Pegbelfermin in Patients With Nonalcoholic Steatohepatitis and Stage 3 Fibrosis (FALCON 1): A Randomized Phase 2b Study

Rohit Loomba et al. Clin Gastroenterol Hepatol. 2024 Jan.
Free article

Abstract

Background & aims: Pegbelfermin is a polyethlene glycol-conjugated analog of human fibroblast growth factor 21, a nonmitogenic hormone that regulates energy metabolism. This phase 2b study evaluated 48-week pegbelfermin treatment in patients with nonalcoholic steatohepatitis (NASH) and stage 3 (bridging) fibrosis.

Methods: The FALCON 1 study (NCT03486899) was a multicenter, randomized (1:1:1:1), double-blind, placebo-controlled study. Patients with biopsy-confirmed NASH and stage 3 fibrosis (N = 197) received weekly subcutaneous pegbelfermin (10, 20, or 40 mg) or placebo injections for 48 weeks. The week 24 primary endpoint was a ≥1-point decrease in fibrosis score without NASH worsening or NASH improvement without fibrosis worsening; pegbelfermin dose response was assessed using a Cochran-Armitage trend test across proportions (1-sided α = 0.05). Secondary/exploratory endpoints included histological and noninvasive measures of steatosis, fibrosis, and liver injury/inflammation.

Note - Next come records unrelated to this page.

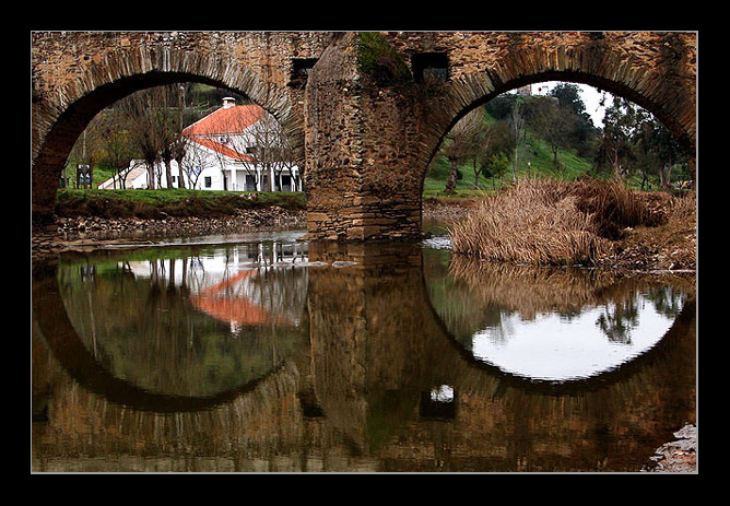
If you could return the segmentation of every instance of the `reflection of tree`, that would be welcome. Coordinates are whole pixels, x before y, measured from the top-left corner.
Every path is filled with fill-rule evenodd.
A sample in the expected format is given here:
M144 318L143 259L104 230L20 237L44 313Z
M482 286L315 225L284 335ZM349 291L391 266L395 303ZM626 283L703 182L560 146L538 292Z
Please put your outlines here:
M150 250L149 256L154 255ZM195 291L210 285L214 273L193 260L151 258L141 269L139 261L115 257L95 263L94 280L82 279L78 264L60 267L67 313L84 344L113 375L150 391L209 396L261 377L299 345L295 327L267 321L232 332L228 322L195 310ZM261 283L282 281L287 287L266 290L276 294L299 290L303 283L281 276ZM306 278L304 286L306 292ZM286 297L276 294L273 299Z

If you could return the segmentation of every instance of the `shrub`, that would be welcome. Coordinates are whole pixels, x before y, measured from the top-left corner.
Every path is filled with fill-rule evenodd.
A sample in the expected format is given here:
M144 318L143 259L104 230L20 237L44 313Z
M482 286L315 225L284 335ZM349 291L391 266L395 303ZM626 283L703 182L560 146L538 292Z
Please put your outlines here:
M525 264L586 264L651 215L620 183L523 180L484 199L450 230L455 252Z

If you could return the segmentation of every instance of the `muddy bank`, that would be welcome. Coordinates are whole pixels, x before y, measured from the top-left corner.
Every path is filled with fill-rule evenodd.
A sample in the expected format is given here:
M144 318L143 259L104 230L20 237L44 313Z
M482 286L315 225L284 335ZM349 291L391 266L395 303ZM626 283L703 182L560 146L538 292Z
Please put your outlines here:
M678 212L666 193L639 193L651 213L667 216L656 226L624 227L611 248L596 258L596 267L634 271L696 271L697 224L692 212ZM475 201L424 201L423 220L458 223Z
M68 249L93 249L116 242L145 243L166 237L240 234L247 232L306 228L306 211L283 208L252 209L223 217L57 216L50 225L31 231L32 260L40 260Z
M657 448L646 472L696 472L697 427L685 425L674 433L675 440Z

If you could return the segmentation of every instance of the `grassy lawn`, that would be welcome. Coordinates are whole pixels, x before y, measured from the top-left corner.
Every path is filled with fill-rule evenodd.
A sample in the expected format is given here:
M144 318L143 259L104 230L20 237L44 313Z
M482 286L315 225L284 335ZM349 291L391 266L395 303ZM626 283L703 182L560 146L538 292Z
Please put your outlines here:
M236 214L239 210L271 205L291 210L305 209L304 192L162 190L58 190L56 214L59 216L214 217Z

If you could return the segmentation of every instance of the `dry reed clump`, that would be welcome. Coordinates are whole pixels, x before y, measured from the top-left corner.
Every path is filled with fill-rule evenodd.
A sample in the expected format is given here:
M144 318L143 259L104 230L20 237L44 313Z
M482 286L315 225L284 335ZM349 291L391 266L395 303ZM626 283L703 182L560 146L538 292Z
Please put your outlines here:
M660 220L620 183L525 180L450 230L455 252L523 264L592 264L626 226Z

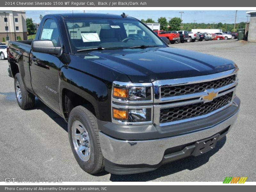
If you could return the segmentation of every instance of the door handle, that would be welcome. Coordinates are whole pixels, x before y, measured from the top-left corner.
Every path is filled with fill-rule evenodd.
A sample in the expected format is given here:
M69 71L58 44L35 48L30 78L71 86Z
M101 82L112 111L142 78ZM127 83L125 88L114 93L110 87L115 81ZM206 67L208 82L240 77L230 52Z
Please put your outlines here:
M36 59L36 58L35 57L30 57L30 59L31 59L31 60L34 61L36 61L37 60L37 59Z

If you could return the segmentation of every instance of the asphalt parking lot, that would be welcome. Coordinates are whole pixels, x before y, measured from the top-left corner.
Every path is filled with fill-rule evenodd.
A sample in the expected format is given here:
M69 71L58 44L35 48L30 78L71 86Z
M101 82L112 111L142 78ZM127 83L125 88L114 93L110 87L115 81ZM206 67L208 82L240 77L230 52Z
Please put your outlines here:
M19 107L7 61L0 60L0 181L11 177L63 181L221 181L228 176L256 181L256 43L222 40L170 46L229 59L239 67L240 114L226 139L213 149L149 172L90 175L73 156L63 119L38 100L32 109Z

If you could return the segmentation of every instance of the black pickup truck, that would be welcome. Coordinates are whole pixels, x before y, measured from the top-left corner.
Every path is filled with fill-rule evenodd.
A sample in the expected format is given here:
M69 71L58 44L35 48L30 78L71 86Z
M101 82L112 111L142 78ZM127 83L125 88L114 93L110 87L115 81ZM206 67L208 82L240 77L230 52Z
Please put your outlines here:
M91 174L145 172L204 154L237 116L234 62L169 47L125 14L46 15L35 40L10 42L7 52L20 107L36 97L65 119Z

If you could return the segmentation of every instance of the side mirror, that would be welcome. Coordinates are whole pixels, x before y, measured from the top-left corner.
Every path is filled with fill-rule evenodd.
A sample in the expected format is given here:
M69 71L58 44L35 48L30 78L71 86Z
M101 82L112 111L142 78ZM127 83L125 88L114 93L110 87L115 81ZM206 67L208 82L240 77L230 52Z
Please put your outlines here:
M62 49L60 47L55 47L51 40L35 40L32 42L31 49L33 52L56 55L60 56Z

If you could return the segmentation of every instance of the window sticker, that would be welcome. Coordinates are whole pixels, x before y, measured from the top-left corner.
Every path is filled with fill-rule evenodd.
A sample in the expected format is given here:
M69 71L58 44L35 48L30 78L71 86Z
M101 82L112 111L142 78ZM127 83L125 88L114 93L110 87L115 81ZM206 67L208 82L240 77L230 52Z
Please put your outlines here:
M119 27L118 25L110 25L110 27L111 27L111 28L120 28L120 27Z
M100 41L100 37L97 33L81 33L84 42L94 42Z
M51 40L52 34L53 31L53 29L43 29L40 39Z

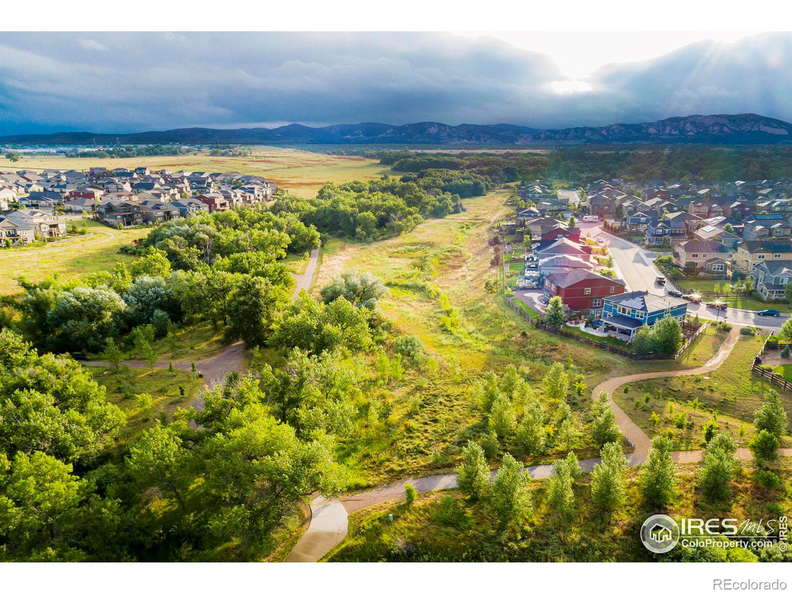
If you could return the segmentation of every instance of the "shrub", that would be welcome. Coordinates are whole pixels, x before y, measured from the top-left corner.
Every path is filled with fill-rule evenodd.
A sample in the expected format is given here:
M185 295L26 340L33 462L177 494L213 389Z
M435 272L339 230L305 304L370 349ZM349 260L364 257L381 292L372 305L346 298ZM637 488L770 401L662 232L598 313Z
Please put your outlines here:
M770 470L760 470L753 475L753 478L766 489L775 489L781 482L779 475Z
M456 497L444 495L440 498L440 509L432 516L432 521L442 526L463 528L470 523L470 519Z
M416 499L418 497L418 491L416 489L415 485L412 483L405 483L404 485L404 501L408 505L412 505Z

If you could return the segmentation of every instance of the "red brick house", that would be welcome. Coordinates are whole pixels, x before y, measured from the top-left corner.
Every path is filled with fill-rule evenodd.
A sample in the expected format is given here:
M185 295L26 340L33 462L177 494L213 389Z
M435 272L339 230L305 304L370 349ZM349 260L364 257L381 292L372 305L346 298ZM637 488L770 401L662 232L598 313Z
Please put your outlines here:
M561 297L564 305L573 311L600 318L605 298L623 293L624 281L576 268L546 276L543 291L547 297Z

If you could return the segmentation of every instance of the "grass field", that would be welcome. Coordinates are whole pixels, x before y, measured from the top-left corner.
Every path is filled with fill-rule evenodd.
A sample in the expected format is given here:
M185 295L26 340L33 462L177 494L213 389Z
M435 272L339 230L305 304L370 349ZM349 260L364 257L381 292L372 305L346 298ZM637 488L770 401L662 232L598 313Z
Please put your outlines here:
M485 282L498 281L503 268L490 264L489 222L503 211L507 196L498 191L467 200L465 212L427 221L409 234L375 244L334 238L326 245L314 295L345 270L381 277L390 294L379 300L378 309L392 332L417 337L438 363L436 371L407 364L403 381L371 387L367 395L381 406L379 424L339 444L339 458L360 486L409 473L436 474L458 463L461 447L486 430L485 420L472 404L475 383L485 371L501 374L509 364L521 367L543 398L540 381L548 366L568 357L570 373L582 373L588 386L612 375L680 367L669 361L636 364L534 329L504 303L501 291L487 292ZM453 330L443 326L446 312L440 294L459 320ZM569 402L582 428L574 449L581 457L593 455L585 428L590 422L588 394L570 396ZM545 404L552 411L558 403ZM558 447L543 458L529 459L512 438L502 447L526 463L565 453Z
M162 412L173 413L179 406L187 407L198 395L204 380L189 371L177 369L150 370L122 366L118 371L111 367L89 367L93 379L107 390L107 399L127 415L127 426L121 430L112 455L120 455L124 445L133 441L145 429L154 426ZM179 386L185 390L181 394ZM150 409L140 406L135 396L149 394L153 399Z
M753 415L765 390L777 390L787 415L792 417L792 394L750 371L765 338L763 335L741 336L723 364L709 375L636 382L617 390L614 399L647 435L670 432L676 449L701 447L704 444L702 425L714 412L718 413L720 430L745 444L755 432ZM653 413L660 417L657 424L650 421ZM682 413L686 423L680 427L678 415ZM692 426L688 426L690 423ZM785 436L782 442L782 445L792 444L792 438Z
M96 221L86 223L90 232L86 235L41 247L0 250L0 295L18 292L13 277L21 274L34 281L55 273L68 280L88 272L112 270L116 262L129 264L135 257L119 253L119 248L149 232L148 229L118 230Z
M695 489L697 466L681 466L677 497L663 511L672 517L778 517L792 504L792 472L788 462L782 465L776 469L779 488L769 491L756 483L754 469L744 466L731 483L730 504L715 505L703 499ZM562 520L547 505L546 479L530 481L533 512L520 531L499 530L486 499L471 502L457 490L420 495L411 506L403 500L380 504L350 516L348 535L323 561L656 562L657 557L641 543L639 528L657 510L640 501L638 473L637 469L628 470L627 501L612 514L593 507L590 478L580 479L573 488L575 510L571 520ZM451 512L442 513L440 501L449 497L456 500L455 505L446 508ZM678 546L664 560L680 560L682 549ZM731 561L745 559L737 551L724 552L722 560L727 554L733 555L728 558Z
M298 196L313 198L325 183L368 180L393 175L390 166L375 159L341 157L276 147L253 147L249 157L210 157L207 154L177 157L135 157L134 158L69 158L59 156L22 156L14 164L21 169L85 169L89 167L134 168L147 166L153 169L173 171L237 171L260 175ZM396 174L399 175L399 174Z

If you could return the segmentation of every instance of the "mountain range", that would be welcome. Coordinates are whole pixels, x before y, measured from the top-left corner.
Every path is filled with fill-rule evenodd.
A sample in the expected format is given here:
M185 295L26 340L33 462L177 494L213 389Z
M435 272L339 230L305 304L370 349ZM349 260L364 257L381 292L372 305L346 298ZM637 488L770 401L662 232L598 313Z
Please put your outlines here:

Results: At week 24, the primary endpoint was met by 14% (placebo) vs 24%-31% (pegbelfermin arms); statistical significance was not reached due to lack of pegbelfermin dose response (P = .134). At weeks 24 and 48, more patients who received pegbelfermin had ≥30% relative reductions in hepatic fat fraction (magnetic resonance imaging-proton density fat fraction) vs placebo, although no differences reached statistical significance. In the pegbelfermin arms, improvements in liver fibrosis (magnetic resonance elastography and N-terminal type III collagen propeptide) and liver injury/inflammation (alanine aminotransferase, aspartate aminotransferase) were observed vs placebo. Adverse events occurred at similar frequencies across arms. No treatment-related serious adverse events were observed.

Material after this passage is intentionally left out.